Benjamin Britten was, as we know from pieces like his War Requiem, on the side of the outsider, but I think there was more
First, I think, the text puts us to shame. Most of us don’t know the Bible well enough get most of the text’s allusions, let alone to assemble a prayer-rave like Smart’s. When Smart fell ill, he had something to fall back on. When Muslims call us people of the book, it’s an exaggerated compliment. Smart had the resources to summon Biblical figures to surround him like angels, archangels, all the company of heaven in the time when he needed company the most. If all the heroes you can recall are the starting pitchers of the Phillies for the last fourteen years when you are tormented, Christopher Smart is your man when you want to turn insomnia into prayer. It's All Saints—get to known them and invoke their prayers. It is never too late to learn the story in the Book that shapes our language and civilization.

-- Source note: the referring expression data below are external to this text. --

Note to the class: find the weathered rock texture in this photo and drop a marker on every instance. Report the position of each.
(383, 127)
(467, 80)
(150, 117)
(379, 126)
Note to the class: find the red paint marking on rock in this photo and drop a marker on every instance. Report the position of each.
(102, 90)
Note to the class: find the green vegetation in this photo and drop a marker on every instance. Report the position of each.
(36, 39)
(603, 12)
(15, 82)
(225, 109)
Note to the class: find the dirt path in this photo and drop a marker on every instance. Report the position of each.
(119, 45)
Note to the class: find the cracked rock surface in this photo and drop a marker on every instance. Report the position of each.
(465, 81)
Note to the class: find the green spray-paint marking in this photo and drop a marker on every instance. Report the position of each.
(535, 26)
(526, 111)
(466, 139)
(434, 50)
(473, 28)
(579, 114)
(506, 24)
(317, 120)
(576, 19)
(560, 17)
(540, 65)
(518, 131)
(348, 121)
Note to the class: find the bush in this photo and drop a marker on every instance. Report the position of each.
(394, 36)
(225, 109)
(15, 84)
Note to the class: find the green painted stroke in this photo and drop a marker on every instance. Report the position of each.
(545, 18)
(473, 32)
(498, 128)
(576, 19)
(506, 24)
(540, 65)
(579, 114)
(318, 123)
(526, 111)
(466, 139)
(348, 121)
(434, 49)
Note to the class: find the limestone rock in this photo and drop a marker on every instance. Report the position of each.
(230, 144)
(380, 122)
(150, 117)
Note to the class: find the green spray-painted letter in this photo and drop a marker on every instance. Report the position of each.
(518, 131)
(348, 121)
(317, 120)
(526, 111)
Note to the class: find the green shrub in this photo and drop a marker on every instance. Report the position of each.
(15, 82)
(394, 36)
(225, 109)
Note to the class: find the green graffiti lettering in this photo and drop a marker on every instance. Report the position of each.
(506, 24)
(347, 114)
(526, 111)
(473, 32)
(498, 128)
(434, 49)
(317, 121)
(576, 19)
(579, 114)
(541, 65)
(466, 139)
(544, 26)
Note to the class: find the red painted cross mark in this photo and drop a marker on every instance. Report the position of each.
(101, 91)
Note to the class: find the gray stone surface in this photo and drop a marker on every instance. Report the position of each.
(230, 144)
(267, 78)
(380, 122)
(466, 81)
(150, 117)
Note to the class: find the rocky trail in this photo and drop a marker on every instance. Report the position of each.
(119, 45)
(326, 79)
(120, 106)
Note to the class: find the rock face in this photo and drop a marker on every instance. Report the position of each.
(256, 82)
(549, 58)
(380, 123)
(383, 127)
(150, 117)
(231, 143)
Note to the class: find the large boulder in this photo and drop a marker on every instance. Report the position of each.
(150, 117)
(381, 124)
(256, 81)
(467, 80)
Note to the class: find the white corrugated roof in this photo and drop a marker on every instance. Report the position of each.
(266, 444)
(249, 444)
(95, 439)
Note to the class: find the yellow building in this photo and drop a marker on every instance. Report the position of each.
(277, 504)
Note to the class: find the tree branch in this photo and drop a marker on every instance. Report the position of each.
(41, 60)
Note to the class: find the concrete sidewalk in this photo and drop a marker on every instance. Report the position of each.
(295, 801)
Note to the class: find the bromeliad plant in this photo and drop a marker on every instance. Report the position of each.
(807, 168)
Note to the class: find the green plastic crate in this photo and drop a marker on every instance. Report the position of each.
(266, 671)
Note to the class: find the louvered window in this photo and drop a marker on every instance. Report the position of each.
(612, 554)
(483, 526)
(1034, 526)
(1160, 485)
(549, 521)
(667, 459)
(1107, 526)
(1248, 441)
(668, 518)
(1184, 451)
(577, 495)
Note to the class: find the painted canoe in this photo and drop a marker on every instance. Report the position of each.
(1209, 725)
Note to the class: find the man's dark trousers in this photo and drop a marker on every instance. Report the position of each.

Let’s come back to Cat Joeffrey. In context, he appears with all the creatures of God summoned to praise their maker. But there is drama, too. In the next lines, Joeffrey has attacked a little lady mouse, and her mate stands defiantly between Joeffrey and his prey, and Smart praises his valour, too. The entire order of nature is invoked to praise God. For the sake of his own sanity, Smart has found a way of seeing the world.
All of this is to say that Smart shows the Christian soul how to be mad, or at least, how to endure the mad moment. Who of us has not known racing thoughts, insomnia, the occasional obsession about an upcoming wedding? What if, on those moments we called together everything that we know, everything that has breath and everything that doesn’t -- to praise the Lord.
Ultimately Smart finds refuge in identifying with Jesus, who was also judged, rejected, and considered mad. Smart knew well the Bible’s claim that we have in Jesus a high priest who can truly sympathize with us, and relied on that.
Kit Smart lived in the world of Isaac Newton, so his imaginative possibilities were limited by modern standards. We who live in a post-Einstein, post-Heisenberg, Post-Steve Jobs and even Post-Harry Potter world have minds inhabited by so many dimensions, so many characters, so many possibilities. What would be our comforts, our solace in our waking and sleeping hours if like the Song of the Three Young Men or Smart’s raving we collected from all that populates our mind the voices that praise God and in doing so give us the courage to go on? Let everything that hath breath praise the Lord: Praise ye the Lord.
My one wish for Nativity is that it remains a house where all people can praise God while they have their being, with whatever voice God gives them.